Mobile communications group, MTN SA on Thursday looked to attribute the blame for the recent Idols debacle on M-Net's wireless service provider, Grapevine Interactive.

Speaking at an MTN SA media briefing, managing director Tim Lowry said: "I am annoyed that M-Net has not come clean on this. I wish they would put out a press release saying that they accept full responsibility for Idols."

MTN said it informed Icasa that its network did not contribute to any delays in the receipt of Idols voting SMS messages.

"Idols traffic on 3 May was under 0.8 percent of the 40 411 921 SMS messages delivered," Lowry said.

"Grapevine did not add enough storage to facilitate Idols capacity and the ISP provided by them was not of sufficient quality to carry Idols' capacity."

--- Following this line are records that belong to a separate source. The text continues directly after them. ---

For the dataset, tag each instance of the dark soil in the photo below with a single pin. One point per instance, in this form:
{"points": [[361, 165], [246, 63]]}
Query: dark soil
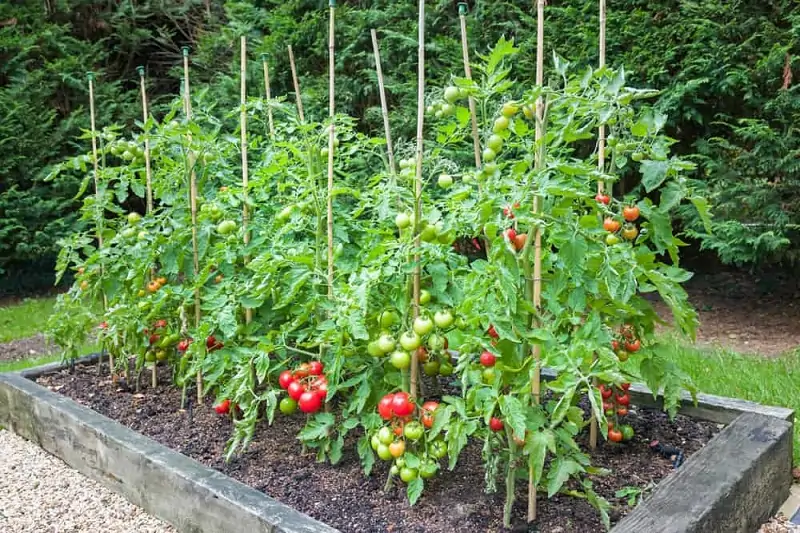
{"points": [[15, 350], [344, 498]]}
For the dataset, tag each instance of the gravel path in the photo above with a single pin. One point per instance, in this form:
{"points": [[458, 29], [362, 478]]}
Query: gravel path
{"points": [[47, 496]]}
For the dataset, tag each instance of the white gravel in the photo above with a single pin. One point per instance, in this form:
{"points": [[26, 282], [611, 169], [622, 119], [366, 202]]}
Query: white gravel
{"points": [[41, 494]]}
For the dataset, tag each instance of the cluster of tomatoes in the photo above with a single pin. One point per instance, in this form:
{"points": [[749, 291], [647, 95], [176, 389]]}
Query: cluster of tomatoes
{"points": [[626, 344], [403, 433], [615, 228], [616, 401], [425, 341], [306, 386]]}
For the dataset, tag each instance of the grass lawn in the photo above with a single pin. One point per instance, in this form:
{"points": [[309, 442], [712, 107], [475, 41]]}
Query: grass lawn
{"points": [[26, 318], [769, 381]]}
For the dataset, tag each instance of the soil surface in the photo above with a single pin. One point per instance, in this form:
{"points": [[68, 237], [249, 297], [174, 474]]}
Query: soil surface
{"points": [[344, 498], [36, 346]]}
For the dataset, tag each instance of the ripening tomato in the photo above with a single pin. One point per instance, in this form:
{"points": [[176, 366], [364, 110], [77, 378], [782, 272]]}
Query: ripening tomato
{"points": [[285, 379], [630, 213], [611, 225]]}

Lowry also cleared up the matter regarding recent complaints of downtime on the MTN network. "We did experience signalling problems in one of our six nodes, which we have now isolated. It is our intention to discontinue that node and continue as normal going forward," he said.

Lowry also pointed out that MTN had informed Icasa about its status regarding dropped calls.

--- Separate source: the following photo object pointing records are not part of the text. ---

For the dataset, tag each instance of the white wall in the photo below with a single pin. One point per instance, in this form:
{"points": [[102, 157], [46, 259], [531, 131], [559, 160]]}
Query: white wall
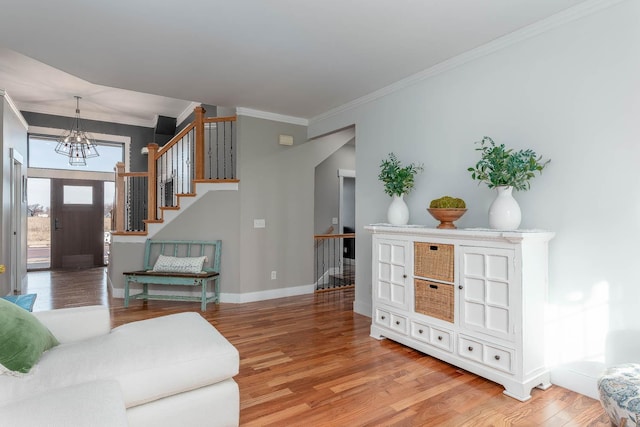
{"points": [[572, 94]]}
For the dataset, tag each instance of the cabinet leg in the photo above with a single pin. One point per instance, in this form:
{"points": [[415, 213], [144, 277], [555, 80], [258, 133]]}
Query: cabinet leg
{"points": [[518, 392], [375, 333]]}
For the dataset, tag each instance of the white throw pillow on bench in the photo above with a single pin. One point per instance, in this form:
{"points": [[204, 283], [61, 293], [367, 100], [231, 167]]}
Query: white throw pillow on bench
{"points": [[170, 264]]}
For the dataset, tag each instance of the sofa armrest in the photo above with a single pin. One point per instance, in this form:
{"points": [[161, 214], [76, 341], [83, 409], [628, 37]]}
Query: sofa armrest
{"points": [[77, 323]]}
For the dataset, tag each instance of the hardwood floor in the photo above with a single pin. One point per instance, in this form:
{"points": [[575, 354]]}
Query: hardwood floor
{"points": [[309, 361]]}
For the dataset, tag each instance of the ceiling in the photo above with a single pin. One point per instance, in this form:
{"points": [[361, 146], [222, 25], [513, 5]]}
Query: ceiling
{"points": [[133, 60]]}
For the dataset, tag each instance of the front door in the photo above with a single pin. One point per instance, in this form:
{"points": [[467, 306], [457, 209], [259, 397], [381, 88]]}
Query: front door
{"points": [[77, 211]]}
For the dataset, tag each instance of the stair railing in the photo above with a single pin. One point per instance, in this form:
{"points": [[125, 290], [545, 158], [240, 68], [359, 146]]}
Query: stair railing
{"points": [[334, 261], [204, 151]]}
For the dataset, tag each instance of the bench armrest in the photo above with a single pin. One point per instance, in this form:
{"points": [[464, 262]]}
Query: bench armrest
{"points": [[77, 323]]}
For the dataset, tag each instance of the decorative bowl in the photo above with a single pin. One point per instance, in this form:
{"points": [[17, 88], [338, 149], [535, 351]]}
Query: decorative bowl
{"points": [[446, 216]]}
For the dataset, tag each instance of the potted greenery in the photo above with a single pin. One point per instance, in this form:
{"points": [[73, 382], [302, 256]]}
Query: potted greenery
{"points": [[398, 180], [447, 209], [505, 170]]}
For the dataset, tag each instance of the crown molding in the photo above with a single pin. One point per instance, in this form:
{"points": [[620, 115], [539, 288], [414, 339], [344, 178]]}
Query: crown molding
{"points": [[271, 116], [64, 112], [561, 18], [13, 107], [183, 116]]}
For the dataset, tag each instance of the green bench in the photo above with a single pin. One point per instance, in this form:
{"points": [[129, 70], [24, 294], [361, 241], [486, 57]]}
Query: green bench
{"points": [[177, 251]]}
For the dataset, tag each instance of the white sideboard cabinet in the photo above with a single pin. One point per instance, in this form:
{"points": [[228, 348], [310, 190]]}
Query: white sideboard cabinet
{"points": [[473, 298]]}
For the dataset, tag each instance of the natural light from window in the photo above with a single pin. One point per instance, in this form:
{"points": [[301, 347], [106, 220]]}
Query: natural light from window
{"points": [[42, 155]]}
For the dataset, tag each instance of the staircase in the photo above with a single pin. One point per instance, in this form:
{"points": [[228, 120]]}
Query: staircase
{"points": [[199, 159]]}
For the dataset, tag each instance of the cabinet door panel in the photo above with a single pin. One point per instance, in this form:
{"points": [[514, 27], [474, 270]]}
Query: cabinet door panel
{"points": [[487, 297], [390, 276]]}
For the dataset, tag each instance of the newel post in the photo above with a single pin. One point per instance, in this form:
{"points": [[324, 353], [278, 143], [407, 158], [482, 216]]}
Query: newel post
{"points": [[118, 209], [199, 152], [152, 185]]}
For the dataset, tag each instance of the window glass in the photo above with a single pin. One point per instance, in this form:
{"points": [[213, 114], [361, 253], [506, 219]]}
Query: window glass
{"points": [[77, 195], [42, 155]]}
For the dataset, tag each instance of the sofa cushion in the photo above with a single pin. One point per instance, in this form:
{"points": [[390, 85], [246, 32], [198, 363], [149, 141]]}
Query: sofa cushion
{"points": [[150, 359], [95, 404], [23, 338]]}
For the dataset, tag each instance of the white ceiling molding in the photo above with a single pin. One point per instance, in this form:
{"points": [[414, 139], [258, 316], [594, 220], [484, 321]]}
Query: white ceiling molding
{"points": [[569, 15], [183, 116], [271, 116], [86, 115], [13, 107]]}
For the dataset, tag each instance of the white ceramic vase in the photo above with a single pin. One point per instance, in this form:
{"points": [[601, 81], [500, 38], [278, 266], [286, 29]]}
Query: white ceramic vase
{"points": [[398, 212], [504, 212]]}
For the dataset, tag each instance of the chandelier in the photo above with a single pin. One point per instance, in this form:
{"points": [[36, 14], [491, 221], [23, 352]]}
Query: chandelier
{"points": [[77, 144]]}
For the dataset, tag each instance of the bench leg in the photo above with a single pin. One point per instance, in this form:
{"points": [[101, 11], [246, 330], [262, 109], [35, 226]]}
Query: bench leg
{"points": [[126, 292], [203, 303]]}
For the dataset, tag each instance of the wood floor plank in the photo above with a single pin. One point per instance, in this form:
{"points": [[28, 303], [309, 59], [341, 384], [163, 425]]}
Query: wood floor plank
{"points": [[309, 361]]}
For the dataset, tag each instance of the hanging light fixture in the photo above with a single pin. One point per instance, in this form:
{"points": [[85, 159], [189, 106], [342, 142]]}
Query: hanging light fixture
{"points": [[77, 144]]}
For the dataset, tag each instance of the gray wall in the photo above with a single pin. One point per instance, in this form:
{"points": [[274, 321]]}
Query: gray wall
{"points": [[210, 111], [213, 217], [140, 136], [327, 187], [570, 93], [12, 135], [277, 185]]}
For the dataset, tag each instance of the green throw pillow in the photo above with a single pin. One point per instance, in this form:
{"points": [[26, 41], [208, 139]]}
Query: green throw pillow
{"points": [[23, 338]]}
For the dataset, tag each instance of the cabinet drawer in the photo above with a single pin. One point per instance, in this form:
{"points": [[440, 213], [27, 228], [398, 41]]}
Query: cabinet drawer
{"points": [[434, 299], [383, 317], [420, 332], [433, 261], [498, 358], [441, 339], [488, 354], [391, 320], [470, 349], [398, 323]]}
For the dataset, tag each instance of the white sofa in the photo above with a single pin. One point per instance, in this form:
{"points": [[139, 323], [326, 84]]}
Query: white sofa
{"points": [[168, 371]]}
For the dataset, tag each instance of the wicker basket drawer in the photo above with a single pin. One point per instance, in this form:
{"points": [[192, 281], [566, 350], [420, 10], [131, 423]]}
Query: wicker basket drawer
{"points": [[434, 299], [433, 261]]}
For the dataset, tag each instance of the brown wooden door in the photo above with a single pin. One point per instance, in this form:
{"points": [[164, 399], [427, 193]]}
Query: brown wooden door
{"points": [[77, 223]]}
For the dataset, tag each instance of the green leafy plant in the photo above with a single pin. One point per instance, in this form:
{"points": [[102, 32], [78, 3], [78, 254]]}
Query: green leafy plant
{"points": [[447, 202], [501, 166], [398, 179]]}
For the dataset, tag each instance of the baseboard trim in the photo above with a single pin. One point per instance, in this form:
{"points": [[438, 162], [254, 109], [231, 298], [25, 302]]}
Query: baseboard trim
{"points": [[224, 297]]}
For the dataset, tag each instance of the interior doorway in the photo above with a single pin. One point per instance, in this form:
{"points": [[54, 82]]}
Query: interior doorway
{"points": [[18, 223], [77, 223]]}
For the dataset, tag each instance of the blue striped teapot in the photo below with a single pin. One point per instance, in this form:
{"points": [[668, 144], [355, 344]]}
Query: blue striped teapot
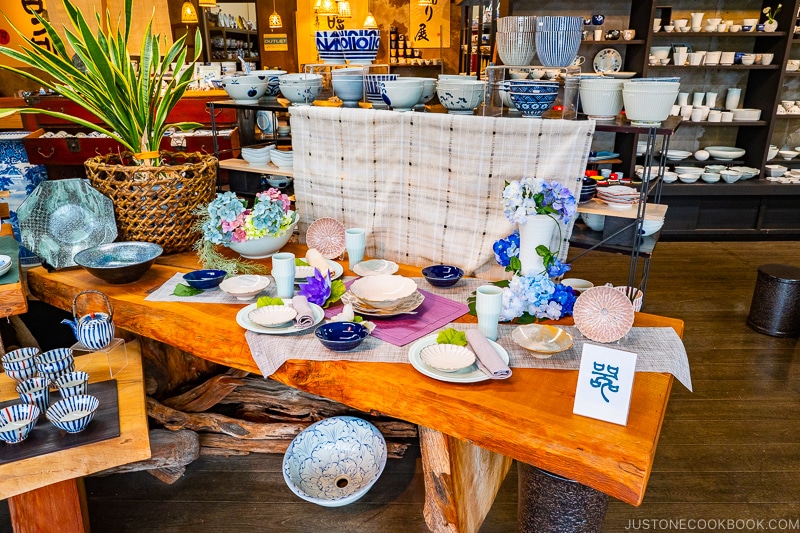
{"points": [[94, 330]]}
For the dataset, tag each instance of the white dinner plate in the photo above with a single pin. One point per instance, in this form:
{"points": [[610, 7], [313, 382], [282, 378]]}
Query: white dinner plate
{"points": [[246, 323], [336, 272], [471, 374], [373, 267], [607, 60]]}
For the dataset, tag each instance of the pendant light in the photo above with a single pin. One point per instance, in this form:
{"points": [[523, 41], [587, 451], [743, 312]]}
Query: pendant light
{"points": [[345, 11], [188, 13], [327, 8], [275, 19]]}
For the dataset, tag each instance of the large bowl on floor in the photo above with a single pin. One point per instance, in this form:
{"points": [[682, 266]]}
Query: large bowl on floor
{"points": [[335, 461], [119, 262]]}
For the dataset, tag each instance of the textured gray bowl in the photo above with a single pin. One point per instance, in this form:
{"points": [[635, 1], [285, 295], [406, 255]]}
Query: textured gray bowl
{"points": [[119, 262]]}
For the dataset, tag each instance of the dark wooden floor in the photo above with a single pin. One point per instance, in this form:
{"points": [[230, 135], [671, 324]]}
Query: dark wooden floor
{"points": [[728, 451]]}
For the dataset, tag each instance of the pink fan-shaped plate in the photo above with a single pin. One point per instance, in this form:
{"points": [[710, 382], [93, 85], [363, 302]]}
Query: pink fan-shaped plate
{"points": [[601, 315], [326, 235]]}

"There is a perception in South Africa that we charge for dropped calls. People have been trying to use exception to prove the rule. I would like to refute that," he said.

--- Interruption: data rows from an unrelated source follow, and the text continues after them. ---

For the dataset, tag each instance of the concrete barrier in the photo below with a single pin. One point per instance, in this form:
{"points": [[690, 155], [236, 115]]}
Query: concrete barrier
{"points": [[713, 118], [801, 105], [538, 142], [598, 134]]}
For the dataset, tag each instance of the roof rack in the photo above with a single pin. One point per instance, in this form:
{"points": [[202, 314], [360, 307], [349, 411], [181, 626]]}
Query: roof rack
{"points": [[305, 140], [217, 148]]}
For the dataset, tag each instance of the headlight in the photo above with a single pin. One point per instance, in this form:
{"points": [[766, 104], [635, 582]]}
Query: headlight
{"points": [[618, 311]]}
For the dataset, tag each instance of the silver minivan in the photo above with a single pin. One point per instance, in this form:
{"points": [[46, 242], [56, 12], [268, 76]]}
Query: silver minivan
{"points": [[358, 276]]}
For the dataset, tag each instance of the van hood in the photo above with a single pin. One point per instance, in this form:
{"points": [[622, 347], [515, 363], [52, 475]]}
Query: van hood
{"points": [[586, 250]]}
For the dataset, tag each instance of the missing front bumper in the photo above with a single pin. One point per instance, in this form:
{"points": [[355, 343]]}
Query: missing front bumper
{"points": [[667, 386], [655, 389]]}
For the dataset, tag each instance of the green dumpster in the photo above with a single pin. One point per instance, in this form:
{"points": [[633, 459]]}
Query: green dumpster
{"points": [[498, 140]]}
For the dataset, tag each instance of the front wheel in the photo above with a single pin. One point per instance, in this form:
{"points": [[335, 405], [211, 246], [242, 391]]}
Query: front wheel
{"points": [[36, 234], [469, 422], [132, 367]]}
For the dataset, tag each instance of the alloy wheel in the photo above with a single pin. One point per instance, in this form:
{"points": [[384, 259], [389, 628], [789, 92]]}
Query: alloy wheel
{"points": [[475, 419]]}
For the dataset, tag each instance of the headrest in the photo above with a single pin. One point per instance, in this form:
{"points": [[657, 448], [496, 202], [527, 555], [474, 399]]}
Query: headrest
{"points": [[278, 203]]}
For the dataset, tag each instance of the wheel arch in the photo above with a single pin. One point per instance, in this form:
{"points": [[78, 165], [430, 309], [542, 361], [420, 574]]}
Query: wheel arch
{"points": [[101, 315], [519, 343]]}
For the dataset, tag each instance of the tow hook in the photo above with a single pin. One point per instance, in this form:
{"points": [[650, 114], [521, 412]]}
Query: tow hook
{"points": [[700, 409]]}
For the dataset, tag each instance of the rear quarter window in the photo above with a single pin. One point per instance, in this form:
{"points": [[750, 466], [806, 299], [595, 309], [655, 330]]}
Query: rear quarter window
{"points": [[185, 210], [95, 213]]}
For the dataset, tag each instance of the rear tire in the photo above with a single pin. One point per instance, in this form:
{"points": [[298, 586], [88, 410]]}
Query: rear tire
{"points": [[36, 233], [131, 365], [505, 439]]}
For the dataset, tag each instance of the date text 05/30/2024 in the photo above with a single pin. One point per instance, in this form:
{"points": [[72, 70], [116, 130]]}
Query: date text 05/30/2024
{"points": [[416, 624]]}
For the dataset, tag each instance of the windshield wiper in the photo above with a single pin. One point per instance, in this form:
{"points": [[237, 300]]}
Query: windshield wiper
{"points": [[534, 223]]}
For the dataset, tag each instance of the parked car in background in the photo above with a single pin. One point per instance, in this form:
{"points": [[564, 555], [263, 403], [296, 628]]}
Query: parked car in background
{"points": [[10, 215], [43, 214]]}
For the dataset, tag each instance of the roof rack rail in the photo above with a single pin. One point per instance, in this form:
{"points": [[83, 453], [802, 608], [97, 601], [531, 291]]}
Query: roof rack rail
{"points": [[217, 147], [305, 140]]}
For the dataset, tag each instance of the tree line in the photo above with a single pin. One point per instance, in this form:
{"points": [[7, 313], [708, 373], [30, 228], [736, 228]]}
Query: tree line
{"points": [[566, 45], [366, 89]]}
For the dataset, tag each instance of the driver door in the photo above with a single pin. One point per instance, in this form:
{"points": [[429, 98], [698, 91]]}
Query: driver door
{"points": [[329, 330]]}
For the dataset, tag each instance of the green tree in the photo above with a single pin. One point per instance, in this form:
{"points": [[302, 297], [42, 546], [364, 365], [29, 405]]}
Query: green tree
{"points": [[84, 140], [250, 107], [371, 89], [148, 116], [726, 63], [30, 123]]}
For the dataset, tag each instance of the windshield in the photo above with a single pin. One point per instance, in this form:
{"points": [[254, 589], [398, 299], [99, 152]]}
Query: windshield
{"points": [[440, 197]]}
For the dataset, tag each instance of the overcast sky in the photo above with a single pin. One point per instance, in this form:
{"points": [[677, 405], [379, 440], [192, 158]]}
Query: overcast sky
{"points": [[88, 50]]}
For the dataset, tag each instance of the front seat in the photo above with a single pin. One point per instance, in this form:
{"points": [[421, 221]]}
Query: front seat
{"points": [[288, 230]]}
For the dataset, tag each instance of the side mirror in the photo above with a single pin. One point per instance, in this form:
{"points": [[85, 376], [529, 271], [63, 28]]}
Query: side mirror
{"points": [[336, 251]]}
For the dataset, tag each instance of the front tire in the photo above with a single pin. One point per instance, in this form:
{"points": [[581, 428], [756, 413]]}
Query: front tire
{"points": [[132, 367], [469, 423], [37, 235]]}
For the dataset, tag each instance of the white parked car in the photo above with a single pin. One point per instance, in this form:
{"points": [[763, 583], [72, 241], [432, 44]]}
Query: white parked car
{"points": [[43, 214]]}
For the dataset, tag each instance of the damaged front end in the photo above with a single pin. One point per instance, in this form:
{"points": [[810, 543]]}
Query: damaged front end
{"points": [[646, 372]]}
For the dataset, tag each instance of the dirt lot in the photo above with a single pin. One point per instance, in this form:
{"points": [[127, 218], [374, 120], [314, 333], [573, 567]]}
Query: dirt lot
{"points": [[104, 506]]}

Lowry said that despite difficult conditions, MTN's dropped call rate was one percent against the international average of two percent. He said that key reasons for dropped calls were primarily as a result of Eskom power failures and Telkom link availability.

He added that bulk of MTN customers were on per-second billing.

"Some elements of network quality remain beyond MTN's control despite efforts to mitigate the risks. Self-provisioning is expected to mitigate some of these issues," Lowry said.

He pointed out that 53.11 percent of network faults were because of issues with Telkom, 1.81 percent were unproven, 7.25 percent of faults were MTN related, while all other faults were Eskom related issues.